Across the harbor stood a lighthouse on an island with a rickety boardwalk out over the water; but sand has done that in. Sand erodes all, I guess.

On Main street, in the middle of the block between South Water and Summer streets, stood the old Edgartown Playhouse. Every summer night it was packed with people. And the fun and laughter emptied into the street, once at 9, and again at 11. Up behind two tall elms on the second floor stood a small window, with a lowered shutter, and if you looked at the right time between shows you could see Joe Crawley, in tee shirt, the projectionist, just standing there, looking out across the street, catching a breath of fresh air and smoking a cigarette.
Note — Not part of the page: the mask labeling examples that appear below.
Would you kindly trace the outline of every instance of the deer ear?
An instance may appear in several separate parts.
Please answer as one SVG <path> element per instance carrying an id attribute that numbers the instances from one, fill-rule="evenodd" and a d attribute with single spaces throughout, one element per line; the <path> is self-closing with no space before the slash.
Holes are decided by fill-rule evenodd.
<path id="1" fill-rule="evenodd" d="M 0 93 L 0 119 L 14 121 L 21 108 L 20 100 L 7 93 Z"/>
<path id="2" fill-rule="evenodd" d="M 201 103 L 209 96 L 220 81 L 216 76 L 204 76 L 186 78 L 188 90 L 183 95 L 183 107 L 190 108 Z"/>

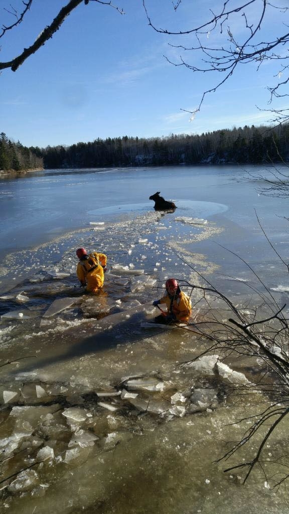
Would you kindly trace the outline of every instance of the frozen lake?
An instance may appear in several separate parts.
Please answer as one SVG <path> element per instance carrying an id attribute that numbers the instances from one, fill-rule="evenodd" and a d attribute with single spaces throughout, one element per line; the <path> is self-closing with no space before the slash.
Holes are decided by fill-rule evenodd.
<path id="1" fill-rule="evenodd" d="M 270 398 L 225 401 L 211 370 L 180 366 L 204 351 L 199 335 L 141 327 L 169 277 L 191 295 L 194 321 L 192 285 L 204 281 L 244 305 L 262 281 L 287 302 L 287 269 L 256 217 L 287 262 L 286 201 L 259 195 L 252 176 L 268 173 L 56 170 L 0 181 L 0 438 L 3 478 L 13 475 L 1 512 L 228 514 L 233 501 L 238 514 L 289 512 L 261 474 L 243 486 L 241 473 L 212 463 L 240 436 L 240 412 Z M 157 191 L 174 212 L 154 211 Z M 78 287 L 81 246 L 107 255 L 96 297 Z M 227 364 L 254 381 L 256 363 Z M 190 393 L 206 389 L 212 398 L 194 414 Z"/>

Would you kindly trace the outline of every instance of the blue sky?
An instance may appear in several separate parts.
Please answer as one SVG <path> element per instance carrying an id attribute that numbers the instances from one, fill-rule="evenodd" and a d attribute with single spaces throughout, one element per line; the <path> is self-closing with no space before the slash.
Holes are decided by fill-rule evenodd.
<path id="1" fill-rule="evenodd" d="M 148 0 L 147 6 L 156 25 L 178 30 L 205 19 L 209 7 L 214 6 L 215 10 L 218 3 L 183 0 L 176 12 L 171 0 Z M 21 26 L 0 40 L 0 60 L 10 60 L 30 46 L 66 3 L 33 0 Z M 176 61 L 180 50 L 168 44 L 191 45 L 192 41 L 154 31 L 142 0 L 115 0 L 115 5 L 125 14 L 95 2 L 83 3 L 16 72 L 2 71 L 0 131 L 25 145 L 43 147 L 98 137 L 200 134 L 258 125 L 268 119 L 268 114 L 256 105 L 269 107 L 266 86 L 275 83 L 278 67 L 265 63 L 259 70 L 254 64 L 240 66 L 221 88 L 206 97 L 190 121 L 190 114 L 181 109 L 197 108 L 203 91 L 216 84 L 220 74 L 193 73 L 170 64 L 164 55 Z M 20 9 L 22 2 L 1 0 L 1 25 L 14 21 L 4 10 L 9 5 Z M 280 35 L 280 16 L 276 12 L 265 20 L 268 38 L 272 32 Z M 289 17 L 282 16 L 283 21 Z M 230 28 L 237 34 L 241 30 L 237 19 Z M 219 37 L 208 35 L 211 44 L 220 44 Z M 197 59 L 189 52 L 184 57 L 192 62 Z"/>

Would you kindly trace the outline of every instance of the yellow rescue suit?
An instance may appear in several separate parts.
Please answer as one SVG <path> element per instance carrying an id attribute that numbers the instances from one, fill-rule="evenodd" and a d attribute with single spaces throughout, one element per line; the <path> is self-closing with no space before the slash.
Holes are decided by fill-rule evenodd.
<path id="1" fill-rule="evenodd" d="M 167 305 L 168 312 L 167 314 L 173 314 L 178 321 L 187 322 L 192 311 L 192 304 L 188 297 L 180 291 L 173 298 L 170 297 L 166 292 L 159 300 L 160 303 L 165 303 Z"/>
<path id="2" fill-rule="evenodd" d="M 94 252 L 84 255 L 77 265 L 76 272 L 82 285 L 88 292 L 97 292 L 103 285 L 103 266 L 106 265 L 106 255 Z"/>

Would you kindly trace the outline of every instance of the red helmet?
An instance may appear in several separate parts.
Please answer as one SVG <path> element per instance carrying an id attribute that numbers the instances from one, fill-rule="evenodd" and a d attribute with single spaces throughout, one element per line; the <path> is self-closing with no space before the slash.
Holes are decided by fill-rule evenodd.
<path id="1" fill-rule="evenodd" d="M 166 282 L 166 289 L 169 290 L 172 293 L 176 292 L 178 287 L 178 284 L 175 279 L 169 279 Z"/>
<path id="2" fill-rule="evenodd" d="M 84 255 L 87 255 L 86 250 L 84 248 L 78 248 L 78 250 L 76 250 L 76 254 L 78 259 L 81 259 Z"/>

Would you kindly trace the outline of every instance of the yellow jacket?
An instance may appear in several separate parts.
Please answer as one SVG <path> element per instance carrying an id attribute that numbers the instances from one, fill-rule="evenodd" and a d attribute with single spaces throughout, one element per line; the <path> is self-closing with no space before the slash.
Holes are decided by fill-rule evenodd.
<path id="1" fill-rule="evenodd" d="M 160 303 L 165 303 L 168 314 L 173 314 L 178 321 L 186 322 L 189 321 L 192 311 L 191 300 L 185 293 L 181 291 L 173 300 L 172 309 L 171 310 L 171 299 L 166 292 L 159 300 Z"/>
<path id="2" fill-rule="evenodd" d="M 76 272 L 82 285 L 86 285 L 88 292 L 97 292 L 103 285 L 104 273 L 102 266 L 106 265 L 104 253 L 93 252 L 79 261 Z"/>

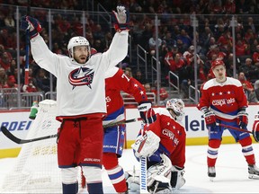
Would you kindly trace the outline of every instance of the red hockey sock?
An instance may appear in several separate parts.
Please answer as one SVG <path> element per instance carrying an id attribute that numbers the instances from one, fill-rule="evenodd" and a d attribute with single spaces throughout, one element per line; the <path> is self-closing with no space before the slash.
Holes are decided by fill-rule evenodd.
<path id="1" fill-rule="evenodd" d="M 219 139 L 209 140 L 209 146 L 207 151 L 207 164 L 208 166 L 215 166 L 218 158 L 218 150 L 220 146 L 221 141 Z"/>
<path id="2" fill-rule="evenodd" d="M 246 160 L 248 164 L 255 164 L 255 158 L 252 146 L 252 139 L 250 137 L 247 137 L 244 139 L 239 140 L 239 144 L 242 146 L 242 153 Z"/>
<path id="3" fill-rule="evenodd" d="M 108 176 L 116 190 L 116 192 L 125 192 L 128 188 L 123 169 L 118 164 L 118 157 L 116 154 L 103 153 L 103 166 Z"/>

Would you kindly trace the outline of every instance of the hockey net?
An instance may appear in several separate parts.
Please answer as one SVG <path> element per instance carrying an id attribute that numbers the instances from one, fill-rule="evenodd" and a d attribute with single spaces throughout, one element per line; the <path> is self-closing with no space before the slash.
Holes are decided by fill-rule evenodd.
<path id="1" fill-rule="evenodd" d="M 55 101 L 40 101 L 26 139 L 56 134 L 60 125 L 55 119 L 56 114 Z M 49 138 L 24 144 L 13 168 L 4 179 L 0 193 L 62 193 L 56 141 L 57 138 Z M 78 181 L 81 187 L 79 167 Z"/>

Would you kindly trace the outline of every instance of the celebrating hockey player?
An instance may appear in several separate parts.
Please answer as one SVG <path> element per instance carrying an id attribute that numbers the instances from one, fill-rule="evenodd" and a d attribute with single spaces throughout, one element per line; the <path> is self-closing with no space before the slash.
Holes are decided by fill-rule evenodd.
<path id="1" fill-rule="evenodd" d="M 182 100 L 168 100 L 166 109 L 156 110 L 156 120 L 145 125 L 131 146 L 138 159 L 147 157 L 147 184 L 150 193 L 172 193 L 172 188 L 178 190 L 185 183 L 186 133 L 181 124 L 183 108 Z M 129 181 L 130 190 L 130 186 Z"/>
<path id="2" fill-rule="evenodd" d="M 216 177 L 215 164 L 222 134 L 228 128 L 221 127 L 220 124 L 246 130 L 248 118 L 246 111 L 247 99 L 241 83 L 237 79 L 226 76 L 226 66 L 223 61 L 214 61 L 211 70 L 215 78 L 204 84 L 197 108 L 204 114 L 209 130 L 208 176 L 213 180 Z M 248 163 L 249 178 L 259 175 L 249 133 L 240 132 L 230 128 L 228 129 L 242 146 L 242 153 Z"/>
<path id="3" fill-rule="evenodd" d="M 125 119 L 121 91 L 135 98 L 139 104 L 138 108 L 141 107 L 140 116 L 146 122 L 148 122 L 148 119 L 156 120 L 156 114 L 151 108 L 151 102 L 147 101 L 143 85 L 135 78 L 128 77 L 121 69 L 113 67 L 105 76 L 107 117 L 103 120 L 103 126 Z M 119 164 L 124 147 L 125 128 L 125 124 L 104 128 L 103 166 L 118 193 L 126 193 L 128 190 L 123 169 Z"/>
<path id="4" fill-rule="evenodd" d="M 124 6 L 113 12 L 115 33 L 110 48 L 91 57 L 84 37 L 70 39 L 69 57 L 52 53 L 40 35 L 41 26 L 31 16 L 22 18 L 30 31 L 35 62 L 53 74 L 57 83 L 58 163 L 63 193 L 77 193 L 77 165 L 82 166 L 91 193 L 103 193 L 102 183 L 103 119 L 106 115 L 105 72 L 124 59 L 128 52 L 129 14 Z"/>

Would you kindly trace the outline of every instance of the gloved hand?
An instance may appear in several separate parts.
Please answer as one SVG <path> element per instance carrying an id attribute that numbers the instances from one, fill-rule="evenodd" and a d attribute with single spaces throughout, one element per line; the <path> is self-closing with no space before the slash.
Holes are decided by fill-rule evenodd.
<path id="1" fill-rule="evenodd" d="M 130 13 L 126 10 L 125 6 L 117 6 L 117 13 L 112 11 L 112 18 L 116 31 L 121 31 L 130 29 Z"/>
<path id="2" fill-rule="evenodd" d="M 256 142 L 259 142 L 259 114 L 255 116 L 255 122 L 252 130 L 253 137 Z"/>
<path id="3" fill-rule="evenodd" d="M 151 124 L 156 120 L 156 115 L 151 107 L 150 101 L 141 101 L 138 106 L 138 110 L 146 124 Z"/>
<path id="4" fill-rule="evenodd" d="M 21 29 L 30 31 L 30 38 L 32 39 L 36 37 L 41 31 L 40 22 L 31 16 L 22 16 L 21 19 Z"/>
<path id="5" fill-rule="evenodd" d="M 213 111 L 207 111 L 204 113 L 206 127 L 208 129 L 216 127 L 216 115 Z"/>
<path id="6" fill-rule="evenodd" d="M 248 114 L 246 112 L 246 110 L 241 110 L 237 113 L 237 122 L 240 128 L 246 128 L 248 124 Z"/>
<path id="7" fill-rule="evenodd" d="M 148 130 L 144 136 L 138 136 L 131 147 L 137 158 L 150 157 L 158 149 L 159 142 L 160 137 L 153 131 Z"/>

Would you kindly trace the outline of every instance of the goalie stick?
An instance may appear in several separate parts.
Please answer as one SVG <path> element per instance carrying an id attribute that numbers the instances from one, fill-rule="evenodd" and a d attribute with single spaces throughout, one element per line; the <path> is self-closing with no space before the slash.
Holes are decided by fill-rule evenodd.
<path id="1" fill-rule="evenodd" d="M 122 124 L 135 122 L 135 121 L 138 121 L 138 120 L 142 120 L 142 119 L 141 118 L 137 118 L 137 119 L 128 119 L 128 120 L 121 120 L 121 121 L 115 122 L 115 123 L 110 123 L 110 124 L 104 125 L 103 128 L 111 128 L 111 127 L 113 127 L 113 126 L 122 125 Z M 49 138 L 54 138 L 54 137 L 58 137 L 58 134 L 54 134 L 54 135 L 46 136 L 46 137 L 40 137 L 32 138 L 32 139 L 21 139 L 21 138 L 18 138 L 17 137 L 13 136 L 4 126 L 1 127 L 1 131 L 3 132 L 3 134 L 5 137 L 7 137 L 7 138 L 11 139 L 12 141 L 15 142 L 16 144 L 27 144 L 27 143 L 31 143 L 31 142 L 34 142 L 34 141 L 40 141 L 40 140 L 44 140 L 44 139 L 49 139 Z"/>
<path id="2" fill-rule="evenodd" d="M 31 14 L 31 1 L 27 1 L 27 15 Z M 25 34 L 25 68 L 24 68 L 24 84 L 29 84 L 29 63 L 30 63 L 30 30 L 26 30 Z"/>
<path id="3" fill-rule="evenodd" d="M 141 136 L 144 136 L 144 123 L 141 122 Z M 147 157 L 140 157 L 140 194 L 149 193 L 147 191 Z"/>
<path id="4" fill-rule="evenodd" d="M 230 129 L 234 129 L 234 130 L 238 130 L 238 131 L 241 131 L 241 132 L 245 132 L 245 133 L 251 133 L 253 134 L 251 131 L 249 130 L 246 130 L 246 129 L 244 129 L 244 128 L 236 128 L 236 127 L 233 127 L 233 126 L 228 126 L 228 125 L 225 125 L 225 124 L 222 124 L 222 123 L 216 123 L 217 126 L 221 126 L 221 127 L 224 127 L 224 128 L 230 128 Z"/>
It was summer.

And I remember summer mornings going through the theatre aisles and cleaning up the bits of paper, gum wrappers, empty boxes, jumping to the thrill of finding a lost dime, a quarter, and — occasionally — a single crumpled green dollar bill.

Ice cream cones were a nickel, and a double seven cents. And big candy bars weighting a pound — less than four cents?

What about across the street? That was the post office with the Red Men’s Hall upstairs. Downstairs, right there in the right half of the hardware store (before they broke the walls through), where it was dark and narrow, and went way back in into the back and made you think going to the mail was like going on a real adventure, almost like a visit to distant relatives, because people stood in there in the semi-dark and whispered, waiting for the mail to be put up.

Some time later someone moved all the grain out of Averill’s feed place on North Water, washed the grain dust from the glass, put up partitions and fresh paint, and forever destroyed my quixotic trip to the post office.

Dana sold antiques across from Hall’s Insurance, and in back was a weed grown field — and now? A park! The barber pole in Main street meant Gentle’s, and Riley and Santos sold meat across from the town hall. The courthouse was all red brick, there were no parking places on Summer street in a field, and Bill O’Neill visited Benny Lumsden’s on the corner — and what they talked about I can only guess. The old, old days? On North Water Manuel Jordan cut hair, and next door, as sure as it was Edgartown, there was a fish market. But nobody minded the smell. And it must have been nice to look in through that window pane at all that crushed ice, and to see those fresh cod, mackerels, blues, stripers, flounder — all of them looking up at you. Now everything’s under cellophane.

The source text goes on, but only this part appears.